DeWitt students honored for Holocaust essays


By Lindsay Steele
The Catholic Messenger

DeWitt — Two eighth-graders from St. Joseph Catholic School placed in the 2024 Ida Kramer Children and the Holocaust Essay Contest. The Quad Cities Yom Hashoah Committee hosts the annual contest that is open to all Quad Cities-area students in grades 6-12.


Phuc Dinh received $200 for his second-place entry, “Echoes of Tragedy: Remembering the Holocaust.” The essay focused on Aaron Elster of Poland, a child survivor who spent two years in hiding in isolation. After the war, Elster learned that his parents and baby sister had been killed. Aaron and his only surviving sibling, Irene, immigrated to America to start a new life. Phuc compared Elster’s “determination and unwavering resilience” to that of his mother, who overcame challenging life circumstances to a lesser, but still inspiring, degree.


Classmate Cade Daniels placed third in the contest and received $100. His essay, “The Price of Hatred,” also focused on Elster’s story of survival. “Aaron’s story is just one of the millions of traumatizing experiences victims of the Holocaust had to endure,” he wrote.


The students’ sponsoring teacher, Demi Franck, received a total of $100 for classroom expenses. She began incorporating the essay contest into her Holocaust unit about four years ago. “Each year when the unit begins, I try to lay some groundwork so the kids know the background of the Holocaust time frame, who was involved, etc.,” she told The Catholic Messenger. “Once enough background is established, we get into how the Holocaust truly impacted people then and now … As we learn about the events, our discussion always finds two big ideas — the destruction that hate can cause and the result of being a bystander.” Approximately 12 million people, including 6 million Jews, perished in the Holocaust, according to the U.S. Holocaust Memorial Museum.

Cade referred to the unit in his essay. “Before my classmates and I began this unit about the Holocaust, I knew what the Holocaust was,” he said. But, “The question that we should be asking is why the Holocaust happened.”

Allan Ross, executive director of the Jewish Federation of the Quad Cities, said he is grateful for Franck’s support. “The education she is helping provide her students on the history of the Holocaust and important lessons learned are vitally needed in today’s challenging world and to the future leaders of our country. Thank you, Demi, for making such a positive difference.”

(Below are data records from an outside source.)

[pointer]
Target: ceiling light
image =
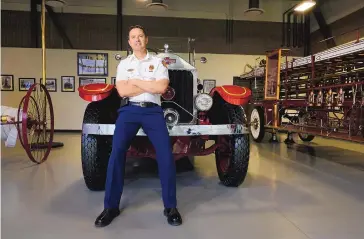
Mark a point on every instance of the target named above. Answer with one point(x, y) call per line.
point(305, 5)
point(55, 3)
point(157, 5)
point(254, 9)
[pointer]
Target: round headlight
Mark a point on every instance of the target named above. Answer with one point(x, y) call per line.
point(169, 94)
point(203, 102)
point(171, 116)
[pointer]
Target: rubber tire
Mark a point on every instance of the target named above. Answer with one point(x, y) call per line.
point(308, 139)
point(95, 151)
point(261, 123)
point(240, 147)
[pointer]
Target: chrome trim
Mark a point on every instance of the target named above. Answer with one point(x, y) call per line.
point(179, 130)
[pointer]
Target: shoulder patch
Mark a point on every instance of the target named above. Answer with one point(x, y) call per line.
point(164, 63)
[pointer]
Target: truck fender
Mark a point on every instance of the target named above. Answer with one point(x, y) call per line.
point(233, 94)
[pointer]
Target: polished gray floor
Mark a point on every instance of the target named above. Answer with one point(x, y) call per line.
point(301, 191)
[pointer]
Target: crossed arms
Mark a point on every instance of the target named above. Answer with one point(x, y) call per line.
point(134, 87)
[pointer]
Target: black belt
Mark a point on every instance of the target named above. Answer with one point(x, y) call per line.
point(143, 104)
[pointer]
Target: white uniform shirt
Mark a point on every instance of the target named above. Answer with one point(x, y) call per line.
point(9, 132)
point(150, 68)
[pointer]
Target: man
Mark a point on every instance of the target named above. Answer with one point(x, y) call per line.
point(142, 78)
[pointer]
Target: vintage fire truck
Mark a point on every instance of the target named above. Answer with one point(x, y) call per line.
point(317, 95)
point(192, 116)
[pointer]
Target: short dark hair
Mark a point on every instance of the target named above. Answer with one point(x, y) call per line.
point(139, 27)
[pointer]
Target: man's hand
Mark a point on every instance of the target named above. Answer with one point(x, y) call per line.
point(126, 89)
point(154, 87)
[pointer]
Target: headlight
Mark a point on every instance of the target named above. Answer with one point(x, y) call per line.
point(203, 102)
point(171, 116)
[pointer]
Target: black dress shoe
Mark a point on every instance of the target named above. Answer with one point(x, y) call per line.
point(173, 216)
point(106, 217)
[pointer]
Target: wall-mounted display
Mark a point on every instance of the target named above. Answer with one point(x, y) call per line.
point(7, 83)
point(92, 64)
point(90, 80)
point(50, 84)
point(26, 83)
point(68, 84)
point(208, 85)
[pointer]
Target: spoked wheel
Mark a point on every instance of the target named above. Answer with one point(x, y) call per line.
point(233, 159)
point(20, 113)
point(37, 123)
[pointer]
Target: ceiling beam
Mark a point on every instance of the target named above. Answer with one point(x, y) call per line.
point(324, 27)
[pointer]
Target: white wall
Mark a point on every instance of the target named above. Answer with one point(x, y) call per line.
point(207, 9)
point(69, 107)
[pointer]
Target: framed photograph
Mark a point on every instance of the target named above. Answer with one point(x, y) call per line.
point(7, 83)
point(26, 83)
point(90, 80)
point(68, 84)
point(51, 84)
point(208, 85)
point(92, 64)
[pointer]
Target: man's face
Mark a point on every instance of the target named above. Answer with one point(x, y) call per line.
point(137, 40)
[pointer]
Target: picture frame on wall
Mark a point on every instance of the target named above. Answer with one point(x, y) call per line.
point(7, 83)
point(50, 84)
point(68, 84)
point(91, 80)
point(208, 85)
point(92, 64)
point(26, 83)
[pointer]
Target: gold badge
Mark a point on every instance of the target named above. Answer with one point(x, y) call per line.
point(164, 63)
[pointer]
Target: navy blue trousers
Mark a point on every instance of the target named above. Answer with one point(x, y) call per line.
point(129, 121)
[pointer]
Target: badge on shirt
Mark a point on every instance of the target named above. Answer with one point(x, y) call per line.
point(165, 64)
point(151, 68)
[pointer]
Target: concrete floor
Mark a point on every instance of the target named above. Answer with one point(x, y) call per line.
point(291, 192)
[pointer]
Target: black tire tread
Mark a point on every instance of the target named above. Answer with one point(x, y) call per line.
point(95, 152)
point(240, 146)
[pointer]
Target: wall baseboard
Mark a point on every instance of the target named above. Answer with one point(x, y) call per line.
point(67, 131)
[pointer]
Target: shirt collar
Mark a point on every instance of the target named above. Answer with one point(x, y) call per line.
point(147, 57)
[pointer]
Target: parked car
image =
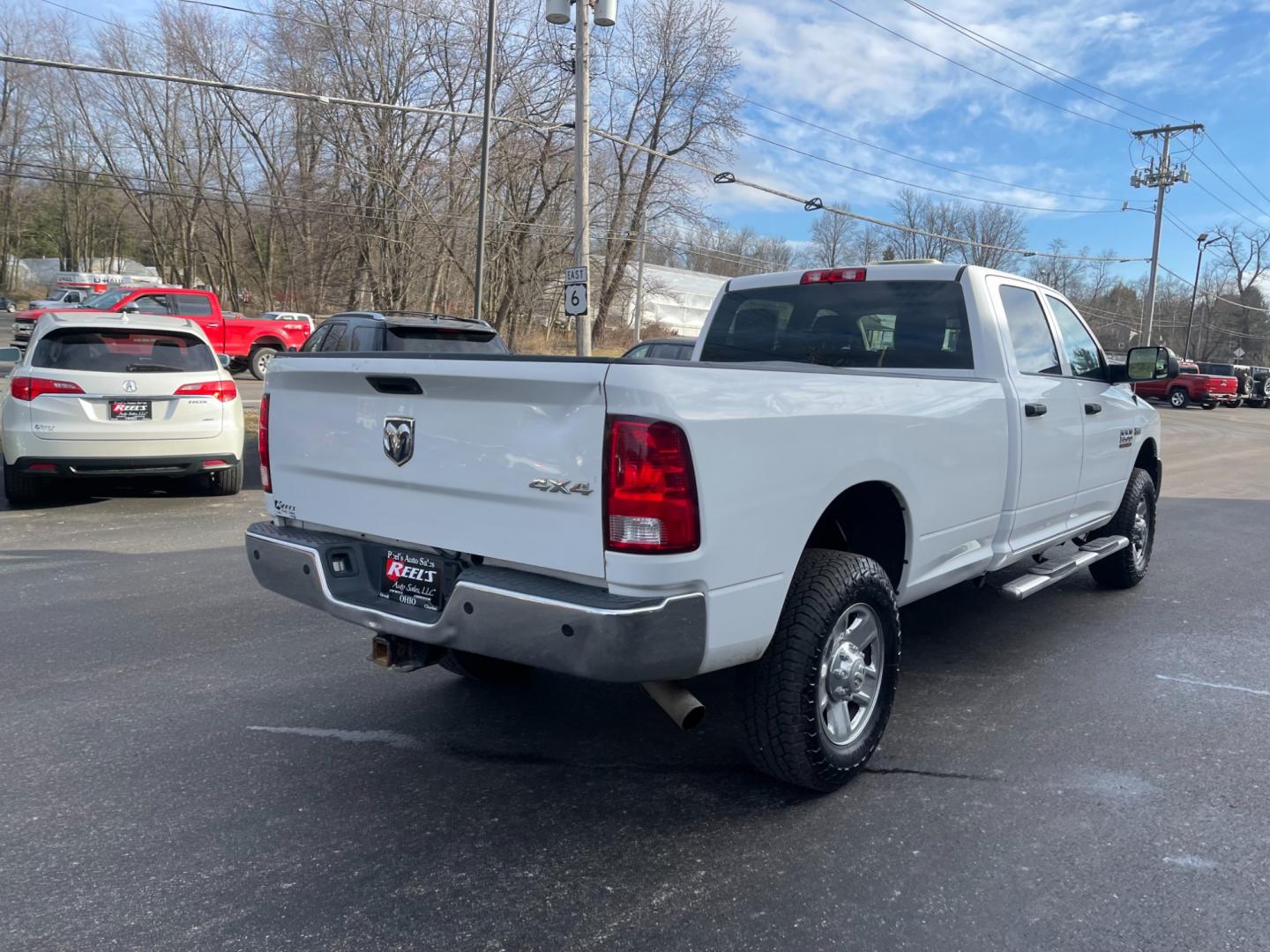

The essay contest’s namesake, Ida Kramer, was the executive director of the Jewish Federation of the Quad Cities and a longtime Holocaust educator. Community leaders of various faiths and organizations serve on the Quad Cities Yom Hashoah Committee. Sponsors are the Jewish Federation of the Quad Cities, Temple Emanuel, Tri-City Jewish Center, Churches United, Augustana College, St. Ambrose University, Black Hawk College and Scott Community College.